Head of Market Strategy at Ebury Providing expert currency analysis so small and mid-sized businesses can effectively navigate international markets.

This week has been a volatile one in the FX market and we could be in for more of the same today, particularly with the release of US retail sales data for April.

I
t has been an interesting few days for the US dollar. The greenback was under heavy selling pressure late last week following a very underwhelming nonfarm payrolls report, which calmed expectations that the US economy may be close to overheating. Wednesday’s inflation data has, however, painted an altogether different picture. Headline inflation rose at its fastest pace since 2009, while core price growth surged by the most since 1981. This has once again got investors and analysts alike questioning whether the Federal Reserve would be right to consider raising interest rates at a faster pace than policymakers are currently pencilling in.

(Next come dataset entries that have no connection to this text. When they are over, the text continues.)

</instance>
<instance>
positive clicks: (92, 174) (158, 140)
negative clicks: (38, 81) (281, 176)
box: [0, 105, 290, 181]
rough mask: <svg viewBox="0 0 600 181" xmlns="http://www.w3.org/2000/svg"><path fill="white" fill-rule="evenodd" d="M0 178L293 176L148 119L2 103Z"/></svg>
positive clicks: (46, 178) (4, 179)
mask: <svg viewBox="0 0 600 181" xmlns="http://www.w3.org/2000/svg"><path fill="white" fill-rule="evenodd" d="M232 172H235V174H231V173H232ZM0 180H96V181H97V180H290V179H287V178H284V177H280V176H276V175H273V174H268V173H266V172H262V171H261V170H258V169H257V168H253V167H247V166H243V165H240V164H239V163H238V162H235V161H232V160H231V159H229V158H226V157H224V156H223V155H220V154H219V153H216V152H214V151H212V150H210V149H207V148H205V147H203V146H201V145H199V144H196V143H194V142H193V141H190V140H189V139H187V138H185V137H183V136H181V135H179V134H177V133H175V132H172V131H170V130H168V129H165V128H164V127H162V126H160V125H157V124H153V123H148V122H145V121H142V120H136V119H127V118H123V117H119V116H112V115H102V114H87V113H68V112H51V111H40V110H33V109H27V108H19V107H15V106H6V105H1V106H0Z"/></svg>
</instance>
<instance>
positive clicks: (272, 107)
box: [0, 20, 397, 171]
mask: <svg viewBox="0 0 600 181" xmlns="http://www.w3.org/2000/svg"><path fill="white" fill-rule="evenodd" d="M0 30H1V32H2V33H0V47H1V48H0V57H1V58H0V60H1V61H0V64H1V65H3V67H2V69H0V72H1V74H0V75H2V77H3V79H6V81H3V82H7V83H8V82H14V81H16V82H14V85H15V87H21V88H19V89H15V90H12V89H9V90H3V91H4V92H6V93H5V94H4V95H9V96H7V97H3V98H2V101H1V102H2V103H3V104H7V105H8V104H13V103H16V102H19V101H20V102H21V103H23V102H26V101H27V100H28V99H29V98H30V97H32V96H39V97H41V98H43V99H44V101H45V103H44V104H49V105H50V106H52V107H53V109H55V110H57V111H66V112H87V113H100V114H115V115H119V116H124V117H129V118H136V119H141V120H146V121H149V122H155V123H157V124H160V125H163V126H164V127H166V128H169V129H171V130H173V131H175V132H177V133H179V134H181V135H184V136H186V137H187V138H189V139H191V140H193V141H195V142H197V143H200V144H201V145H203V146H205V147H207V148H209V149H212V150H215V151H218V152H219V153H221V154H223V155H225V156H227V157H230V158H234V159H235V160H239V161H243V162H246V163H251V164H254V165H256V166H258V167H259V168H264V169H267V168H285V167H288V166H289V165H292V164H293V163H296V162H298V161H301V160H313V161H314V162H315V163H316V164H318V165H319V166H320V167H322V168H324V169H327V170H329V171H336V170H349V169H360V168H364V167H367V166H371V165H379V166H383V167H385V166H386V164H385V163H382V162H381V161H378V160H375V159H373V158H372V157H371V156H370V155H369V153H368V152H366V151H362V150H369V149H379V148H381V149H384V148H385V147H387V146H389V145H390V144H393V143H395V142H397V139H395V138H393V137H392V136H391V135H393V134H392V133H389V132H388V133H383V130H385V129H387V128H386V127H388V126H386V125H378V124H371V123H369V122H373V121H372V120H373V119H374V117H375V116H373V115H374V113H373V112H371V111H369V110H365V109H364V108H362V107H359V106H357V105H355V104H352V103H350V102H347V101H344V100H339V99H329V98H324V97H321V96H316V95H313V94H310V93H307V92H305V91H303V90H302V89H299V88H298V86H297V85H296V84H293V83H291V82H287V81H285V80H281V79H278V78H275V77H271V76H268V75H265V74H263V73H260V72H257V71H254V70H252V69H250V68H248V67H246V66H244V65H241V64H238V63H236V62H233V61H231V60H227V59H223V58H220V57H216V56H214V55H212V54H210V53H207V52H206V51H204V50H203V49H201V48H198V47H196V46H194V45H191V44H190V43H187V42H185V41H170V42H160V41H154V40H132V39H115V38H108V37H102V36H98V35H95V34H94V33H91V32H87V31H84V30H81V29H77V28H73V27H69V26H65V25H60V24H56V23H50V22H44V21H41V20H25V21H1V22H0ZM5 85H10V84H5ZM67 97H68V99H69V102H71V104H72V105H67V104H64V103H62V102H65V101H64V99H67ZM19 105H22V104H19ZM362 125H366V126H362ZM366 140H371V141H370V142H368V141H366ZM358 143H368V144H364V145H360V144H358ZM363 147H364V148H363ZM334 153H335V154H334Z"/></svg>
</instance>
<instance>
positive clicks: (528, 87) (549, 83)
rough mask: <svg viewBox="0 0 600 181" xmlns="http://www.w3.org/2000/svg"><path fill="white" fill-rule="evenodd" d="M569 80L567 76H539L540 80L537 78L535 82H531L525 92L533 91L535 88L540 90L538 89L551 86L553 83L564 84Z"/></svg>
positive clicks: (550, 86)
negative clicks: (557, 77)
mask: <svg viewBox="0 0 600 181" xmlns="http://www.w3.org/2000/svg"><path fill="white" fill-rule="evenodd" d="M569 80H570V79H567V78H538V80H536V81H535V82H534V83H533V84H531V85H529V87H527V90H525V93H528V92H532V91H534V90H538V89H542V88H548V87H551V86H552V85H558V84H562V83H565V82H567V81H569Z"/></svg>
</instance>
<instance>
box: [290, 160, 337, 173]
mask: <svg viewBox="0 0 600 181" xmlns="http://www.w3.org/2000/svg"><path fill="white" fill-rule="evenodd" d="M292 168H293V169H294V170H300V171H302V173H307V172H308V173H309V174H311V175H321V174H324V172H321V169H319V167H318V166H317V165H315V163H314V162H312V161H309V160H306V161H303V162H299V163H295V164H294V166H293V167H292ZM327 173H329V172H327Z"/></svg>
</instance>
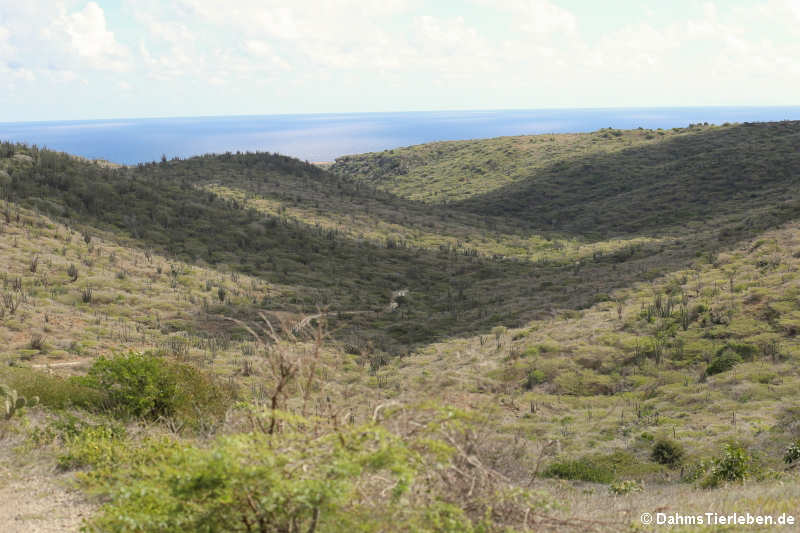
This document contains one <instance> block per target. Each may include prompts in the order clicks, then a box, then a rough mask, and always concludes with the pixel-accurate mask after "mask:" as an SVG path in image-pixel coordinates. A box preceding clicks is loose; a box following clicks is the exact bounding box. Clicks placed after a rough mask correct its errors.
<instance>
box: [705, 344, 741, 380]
mask: <svg viewBox="0 0 800 533" xmlns="http://www.w3.org/2000/svg"><path fill="white" fill-rule="evenodd" d="M741 362H742V358H741V356H740V355H739V354H738V353H736V352H735V351H733V350H732V349H730V348H728V347H725V348H723V349H722V350H721V351H719V352H717V355H715V356H714V358H713V359H712V360H711V363H709V365H708V367H707V368H706V375H708V376H713V375H714V374H719V373H721V372H726V371H728V370H730V369H731V368H733V367H734V366H736V365H738V364H739V363H741Z"/></svg>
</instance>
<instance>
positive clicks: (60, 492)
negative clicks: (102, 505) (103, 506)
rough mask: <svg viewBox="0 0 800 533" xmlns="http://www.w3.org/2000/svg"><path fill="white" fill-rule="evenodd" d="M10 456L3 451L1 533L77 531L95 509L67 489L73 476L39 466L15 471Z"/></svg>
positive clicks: (1, 484) (0, 521) (30, 465)
mask: <svg viewBox="0 0 800 533" xmlns="http://www.w3.org/2000/svg"><path fill="white" fill-rule="evenodd" d="M4 444H8V441H5V442H2V441H0V448H1V447H3V445H4ZM9 455H10V454H7V453H4V452H0V531H2V532H3V533H42V532H59V533H61V532H73V531H74V532H77V531H78V530H79V529H80V526H81V523H82V521H83V519H84V518H86V517H88V516H90V515H91V513H92V511H93V506H92V505H90V504H89V503H87V502H86V501H85V500H84V499H83V498H82V497H81V495H80V493H78V492H77V491H75V490H73V489H70V488H68V483H69V479H70V476H69V475H66V474H57V473H55V472H53V471H52V470H50V471H46V470H47V469H45V468H44V467H43V466H42V465H36V464H32V465H25V467H24V468H14V463H13V462H12V459H11V457H9Z"/></svg>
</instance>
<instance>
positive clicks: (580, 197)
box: [333, 121, 800, 238]
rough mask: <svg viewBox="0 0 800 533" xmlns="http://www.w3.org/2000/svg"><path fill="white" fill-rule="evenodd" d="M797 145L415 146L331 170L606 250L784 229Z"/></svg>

The strength of today’s retail sales data is anyone’s guess at this point. Economists are forecasting a modest increase in sales of around 1% following the sharp 9.8% increase in March. Given the ongoing impressive vaccination progress in the US and the continued unwinding in virus restrictions, it’s not unreasonable to expect a slightly stronger number than the market is currently pricing in. Another much stronger-than-expected print here would fuel additional bets in favour of a more hawkish Fed and could send the dollar racing back towards the 1.20 level versus the euro. A disappointing reading would, however, suggest that the recovery is perhaps losing a bit of steam and that the spike in US inflation may prove fleeting.

BoE’s Bailey stresses UK inflation spike to prove temporary

There was no major economic data out of either the UK or Euro Area on Thursday, and none set for release on Friday either. Sterling has spent the last 24 hours or so stuck within a narrow band. Governor of the Bank of England Andrew Bailey spoke on Thursday, although he failed to add anything that investors didn’t already know. Bailey stated that he thought upward pressure on inflation would prove temporary, but that the spike in consumer price growth in the US meant that he would be looking at the UK’s inflation situation more closely. Lockdown measures are set to be eased again in the UK as planned on Monday and there is a great deal of optimism surrounding the country’s economic outlook. Next week will see the release of inflation and retail sales data for April and it will be interesting to see whether the recent easing of restrictions is reflected in stronger readings here. If that were to be the case, we would expect sterling to test last week’s multi-month highs versus the dollar.

As mentioned, there has been little to report out of the Eurozone in the past couple of days, with no major economic data prints on tap. EUR/USD has been driven almost entirely by goings on in the US and we expect that to remain the case today.